Für Christian Rainer sind die Hirter-Mädels perfekt verkörperte Emanzipation.
Wenn Christian Rainer, Herausgeber und Chefredakteur des Polit-Magazins "profil", vorfährt in seinem Cabrio, selbigem schwungvoll entsteigt und sich in der Lederhos'n passend zum Thema des TV-Termins präsentiert, bei dem sich alles um sexistische Werbung dreht: Dann dürfen wir ruhig mit Attributen wie "schnittig" und "markig" um uns werfen. Und "sexistisch" streichen und gegen "sexy" tauschen.
Eine lupenreine Vorstellung einer Selbstinszenierung als Bonvivant hat Rainer für einen Beitrag in der gestrigen Ausgabe des ORF-TV-"Report" gegeben. Schnittig! Markig! Sexy! Süffisant! waren seine Anmerkungen zum Thema selbst: Bei einem guten Schluck eines gepflegten Bieres - Hirter, was sonst - an der Budel eines Bierlokals reüssiert er mit Aussagen zum Frauenrecht auf Nacktheit.

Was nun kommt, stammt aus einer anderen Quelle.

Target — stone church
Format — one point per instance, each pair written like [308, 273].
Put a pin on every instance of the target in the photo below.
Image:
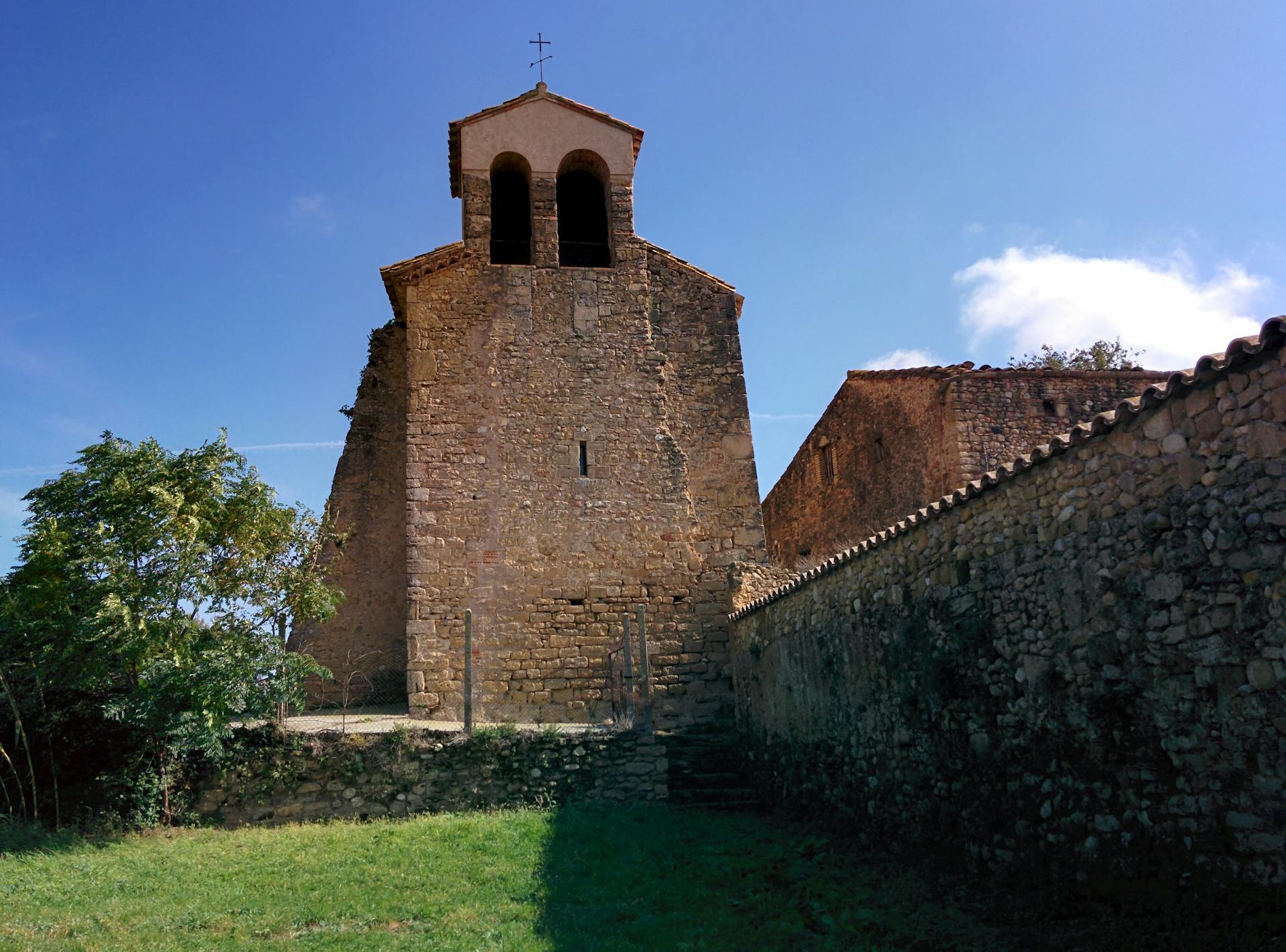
[551, 431]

Auch und gerade in der Öffentlichkeit: Perfekt verkörperte Emanzipation quasi.
Nur FeministInnen verstehen das nicht. FeministInnen sind so begriffsstutzig und stur, dass sie auch nicht erkennen, dass sich die Hirter-Werbung eigentlich an Frauen, die gerne Bier trinken, richtet. Sagen die Verantwortlichen bei Hirter, darunter eine Frau: Die drei Models mit den schönen Haaren sind Identifikationsflächen, die den steigenden Konsumentinnenzahlen bestens gereichen. Wer bitte, auch ihr FeministInnen seid angesprochen!, genießt ihr Biertschi denn nicht am liebsten kokett und frei von Textilien im Beisein gut colorierter Freundinnen und lächelt dabei in die Ferne. Frauen sind eben Freigeister, und am besten können wir das ausdrücken, indem wir uns ausziehen.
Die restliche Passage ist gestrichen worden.